The story is told as a series of journal entries in which an unamed female protagonist narrates her encroaching madness embodied by women who she comes to see “living” in the wallpaper of the upper bedroom of the summer home her husband, a doctor, has rented. The narrator is urged to stay in the room by her husband so she can recuperate from depression and “slight hysterical tendencies” (a detail that connect this piece with our trip next week to see In the Next Room).
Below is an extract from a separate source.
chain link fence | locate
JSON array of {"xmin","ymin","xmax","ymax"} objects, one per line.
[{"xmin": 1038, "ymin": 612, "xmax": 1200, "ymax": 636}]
By the end of the story, the narrator has decided that she too is a part of the world of women in the wallpaper and locks herself inside the room (in a complete reversal of Nora’s exit of the house at the end of A Doll’s House) crawling around and around the periphery, pulling off strips of wallpaper almost pushing herself into the walls becoming “one” with her space. When her husband retrieves the key and bursts into the room, he’s so shocked by her state that he faints. Undeterred, she continues making her circuit around the room crawling over his limp body as she goes.
This idea of confinement, an environment coming alive, and madness has been reflected in various illustrations that invoke Gilman’s protagonist and her mental and physical world.